Rada Gminy Tychowa uchwaliła miejscowy plan w sprawie lokalizacji na jej terenie farm wiatrowych. Wywołało to protesty społeczne. Jeden z mieszkańców postanowił też zaskarżyć plan do Wojewódzkiego Sądu Administracyjnego w Szczecinie.
Za blisko śmigła
Zdaniem mieszkańca tej gminy uchwała narusza jego interes prawny. Blisko 80 proc. powierzchni jego gospodarstwa rolnego zostało objęte strefą ochronną dla elektrowni wiatrowej. Wiatrak będzie stał w odległości około 100 m od granic działki, co zagraża życiu, zdrowiu i bezpieczeństwu osób na terenie jego posesji.

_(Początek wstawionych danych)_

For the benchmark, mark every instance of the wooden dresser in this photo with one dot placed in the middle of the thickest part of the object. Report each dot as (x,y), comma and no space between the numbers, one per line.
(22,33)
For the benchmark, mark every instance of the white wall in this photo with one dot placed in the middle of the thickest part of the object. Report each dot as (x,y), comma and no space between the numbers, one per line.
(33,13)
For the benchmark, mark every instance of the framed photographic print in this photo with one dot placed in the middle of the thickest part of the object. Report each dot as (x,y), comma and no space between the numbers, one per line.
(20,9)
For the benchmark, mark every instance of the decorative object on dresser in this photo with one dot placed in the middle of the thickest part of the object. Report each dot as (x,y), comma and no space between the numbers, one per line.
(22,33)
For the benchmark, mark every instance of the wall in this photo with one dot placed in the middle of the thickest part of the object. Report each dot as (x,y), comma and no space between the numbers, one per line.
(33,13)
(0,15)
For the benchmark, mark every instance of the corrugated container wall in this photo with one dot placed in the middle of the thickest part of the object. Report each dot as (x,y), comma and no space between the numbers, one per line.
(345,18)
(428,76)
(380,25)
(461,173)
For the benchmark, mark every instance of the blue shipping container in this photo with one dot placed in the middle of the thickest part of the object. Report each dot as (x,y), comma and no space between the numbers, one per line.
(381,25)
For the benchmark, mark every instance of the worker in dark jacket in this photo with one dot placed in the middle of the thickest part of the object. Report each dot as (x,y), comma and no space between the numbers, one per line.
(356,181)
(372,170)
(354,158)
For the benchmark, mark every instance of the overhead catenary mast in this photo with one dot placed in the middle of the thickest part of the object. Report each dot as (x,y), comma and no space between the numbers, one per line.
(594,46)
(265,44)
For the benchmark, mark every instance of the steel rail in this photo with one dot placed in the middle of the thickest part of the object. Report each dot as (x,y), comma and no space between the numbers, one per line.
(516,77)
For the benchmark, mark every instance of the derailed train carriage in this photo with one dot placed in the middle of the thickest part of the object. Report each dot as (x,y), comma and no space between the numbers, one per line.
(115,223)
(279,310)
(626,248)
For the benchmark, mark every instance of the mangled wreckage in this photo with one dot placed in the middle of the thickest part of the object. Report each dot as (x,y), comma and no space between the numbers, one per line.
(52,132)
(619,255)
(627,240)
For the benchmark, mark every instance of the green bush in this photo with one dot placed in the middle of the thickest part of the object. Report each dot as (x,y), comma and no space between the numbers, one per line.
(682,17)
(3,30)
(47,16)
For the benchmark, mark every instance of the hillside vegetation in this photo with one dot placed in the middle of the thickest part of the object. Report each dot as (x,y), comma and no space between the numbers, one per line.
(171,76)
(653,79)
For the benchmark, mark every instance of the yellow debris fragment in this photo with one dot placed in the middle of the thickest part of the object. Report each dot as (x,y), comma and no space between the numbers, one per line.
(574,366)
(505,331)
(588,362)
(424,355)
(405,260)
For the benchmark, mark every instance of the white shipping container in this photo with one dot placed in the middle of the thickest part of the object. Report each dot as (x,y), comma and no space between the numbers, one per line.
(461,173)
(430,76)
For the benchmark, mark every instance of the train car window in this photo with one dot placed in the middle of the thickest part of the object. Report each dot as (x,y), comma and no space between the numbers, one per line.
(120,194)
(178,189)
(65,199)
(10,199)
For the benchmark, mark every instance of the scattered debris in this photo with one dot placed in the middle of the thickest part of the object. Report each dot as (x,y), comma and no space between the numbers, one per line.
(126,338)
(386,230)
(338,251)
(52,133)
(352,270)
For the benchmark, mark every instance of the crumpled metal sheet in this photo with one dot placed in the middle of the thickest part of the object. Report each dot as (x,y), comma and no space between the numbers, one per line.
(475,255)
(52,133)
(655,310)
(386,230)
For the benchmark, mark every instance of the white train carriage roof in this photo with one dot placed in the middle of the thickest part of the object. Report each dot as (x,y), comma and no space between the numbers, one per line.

Ponadto planowana budowa elektrowni wiatrowych całkowicie zniweczy jego plany inwestycyjne, pozbawiając go jednocześnie przeważającej części dopłat rolnych i tym samym środków do egzystencji. Nie będzie mógł też wybudować w przyszłości domu.
Mieszkaniec tej gminy zarzucił także, że w jego sołectwie nie powiadomiono mieszkańców o podjęciu prac nad zmianami planów.
Władze gminy w odpowiedzi na skargę uznały, że zarzuty właściciela są na wyrost. Będzie mógł bowiem dalej uprawiać swoją ziemię. WSA odrzucił skargę. Jego zdaniem nie zawiera ona przekonujących argumentów. Według sądu rada uchwaliła plan zgodnie z ustawą o planowaniu i zagospodarowaniu przestrzennym. Uchwała zaś w sprawie przystąpienia do jego sporządzenia oraz projekt zatwierdzony zaskarżoną uchwałą był wyłożony do publicznego wglądu.